C’est dur de répondre à cette question.Nous sommes parfois éparpillés mais il y a beaucoup de solidarités. Cela s’étend au sein du peuple marseillais.Pour mon film, j’ai reçu beaucoup d’aides.Je suis même étonné. Il y a aussi de l’espace pour s’améliorer. Je ne dresse pas un tableau idyllique. Il y a une base, un potentiel d’entraide qui est déjà là. Il y a une conscience qui ne demande qu’à être cultivée en fait.

Vous souhaitez aussi réhabiliter la figure de l’Algérien. Jouit-il d’une image déformée? 

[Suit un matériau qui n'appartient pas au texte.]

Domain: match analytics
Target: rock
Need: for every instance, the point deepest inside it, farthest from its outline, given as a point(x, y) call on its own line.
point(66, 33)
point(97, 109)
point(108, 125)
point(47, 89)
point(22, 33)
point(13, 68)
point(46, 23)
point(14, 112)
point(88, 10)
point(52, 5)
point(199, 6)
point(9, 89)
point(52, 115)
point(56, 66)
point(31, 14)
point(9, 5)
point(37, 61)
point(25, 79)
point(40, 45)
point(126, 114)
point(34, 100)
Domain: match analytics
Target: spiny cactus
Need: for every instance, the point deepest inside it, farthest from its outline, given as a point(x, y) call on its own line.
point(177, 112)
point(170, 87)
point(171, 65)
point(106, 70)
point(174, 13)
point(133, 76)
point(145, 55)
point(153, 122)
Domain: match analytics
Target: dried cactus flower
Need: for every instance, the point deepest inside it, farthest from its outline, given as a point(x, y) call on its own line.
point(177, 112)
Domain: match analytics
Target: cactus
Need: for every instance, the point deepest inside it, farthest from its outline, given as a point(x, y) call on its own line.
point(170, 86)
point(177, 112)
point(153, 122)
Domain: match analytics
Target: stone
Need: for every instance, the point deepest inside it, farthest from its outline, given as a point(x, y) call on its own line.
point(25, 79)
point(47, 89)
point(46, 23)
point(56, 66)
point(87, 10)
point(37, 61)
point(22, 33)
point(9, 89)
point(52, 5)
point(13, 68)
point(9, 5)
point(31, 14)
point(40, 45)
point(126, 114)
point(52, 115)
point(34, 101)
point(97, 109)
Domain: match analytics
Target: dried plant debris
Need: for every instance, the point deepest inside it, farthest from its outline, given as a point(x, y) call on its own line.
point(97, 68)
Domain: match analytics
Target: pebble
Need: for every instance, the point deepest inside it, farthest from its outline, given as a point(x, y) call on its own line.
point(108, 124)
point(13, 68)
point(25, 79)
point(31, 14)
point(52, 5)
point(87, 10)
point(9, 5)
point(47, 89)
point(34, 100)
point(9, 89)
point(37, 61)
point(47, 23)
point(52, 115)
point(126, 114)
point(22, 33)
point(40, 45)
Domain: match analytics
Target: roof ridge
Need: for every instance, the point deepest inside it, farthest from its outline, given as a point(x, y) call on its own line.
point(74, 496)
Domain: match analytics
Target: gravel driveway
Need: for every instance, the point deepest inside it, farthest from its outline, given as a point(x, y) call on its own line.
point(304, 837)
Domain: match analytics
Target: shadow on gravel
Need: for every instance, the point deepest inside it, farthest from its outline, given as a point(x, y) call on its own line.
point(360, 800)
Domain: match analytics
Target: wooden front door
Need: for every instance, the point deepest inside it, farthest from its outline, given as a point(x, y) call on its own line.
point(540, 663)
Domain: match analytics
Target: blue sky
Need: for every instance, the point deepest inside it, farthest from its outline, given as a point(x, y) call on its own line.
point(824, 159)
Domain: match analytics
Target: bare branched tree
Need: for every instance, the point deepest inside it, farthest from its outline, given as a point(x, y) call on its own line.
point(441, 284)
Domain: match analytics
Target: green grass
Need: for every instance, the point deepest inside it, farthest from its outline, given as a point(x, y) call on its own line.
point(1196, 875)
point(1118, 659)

« Déformée », c’est le bon mot.Malheureusement, on joue toujours les sales rôles. Nous on a eu des modèles quand on a grandi mais malgré cela il a fallu se battre pour distinguer ces héros.

En quoi la diaspora est-elle importante dans votre projet?

Je suis un membre de la diaspora. C’est la perspective, le point de vue d’un enfant de la diaspora.Je pense qu’elle peut et doit être une force sur le plan politique, économique, culturelle, intellectuelle.Les deux parties sont importantes : les Algériens sur place et la diaspora.Même si on ne s’en rend pas compte, on a beaucoup à apprendre les uns des autres.

Est-elle assez reconnue par les décideurs en Algérie?

On a affaire à un pouvoir totalement autoritaire. On sait qu’au pays, c’est un système fermé et opaque. On a parfois du mal à comprendre leurs intentions politiques.La relation est non existante donc problématique. Parfois, on se pose des questions sur les intérêts qui leur traversent l’esprit. On a l’impression qu’on n’existe pas aux yeux des « Politiques », qu’on est une vache à lait. Il n’y a pas de respect.La diaspora a montré qu’elle était du coté du peuple et qu’elle voulait du changement positif pour le pays.

Avez vous été surpris par l’exemplarité du Hirak en Algérie ?

On a commencé le film avant le Hirak. Quand le mouvement a débuté, je me suis dit que ma vision, ce rêve, n’était pas que dans ma tête. Certains étaient pessimistes et pensaient qu’ils n’allaient jamais voir cela. En tant qu’artiste, je le voyais. Je le savais.Cela a confirmé ce que j’espérais. 

© crédit photo/ Yacine Helali

Pensez vous que le Hirak va faire son effet?

Le Hirak a déjà fait son effet.Le film a suscité beaucoup de débats. Cela démontre que le peuple est éveillé.Il est en demande de films, d’oeuvres, de forums de discussion.Il aime philosopher, échanger. Cette soif de liberté était là avant le Hirak. Elle ne partira pas.Il y a une volonté farouche d’une Algérie plus libre.

A titre personnel comment imaginez vous l’Algérie en 2096?

Le pays sera ce que nous en faisons. Cela commence dès maintenant.Chacun a ses rêves et ses cauchemars. On a la capacité de construire quelque chose de vraiment original et singulier.Si chacun y va de son effort, cela peut produire des résultats qu’on ne soupçonne pas.Il y a un talent fou. La population est majoritairement jeune. C’est la plus grande richesse du pays.L’avenir est entre leurs mains.Cette jeunesse regarde l’extérieur, pas forcément l’Europe mais le monde entier.Elle voit ce qui se passe ailleurs. Elle a envie du meilleur. Un jeune est fort et fragile.On ne pourra pas l’ arrêter.Il faut qu’ils réalisent la force qu’ils ont en eux.Cette jeunesse nous réserve beaucoup de bonnes surprises.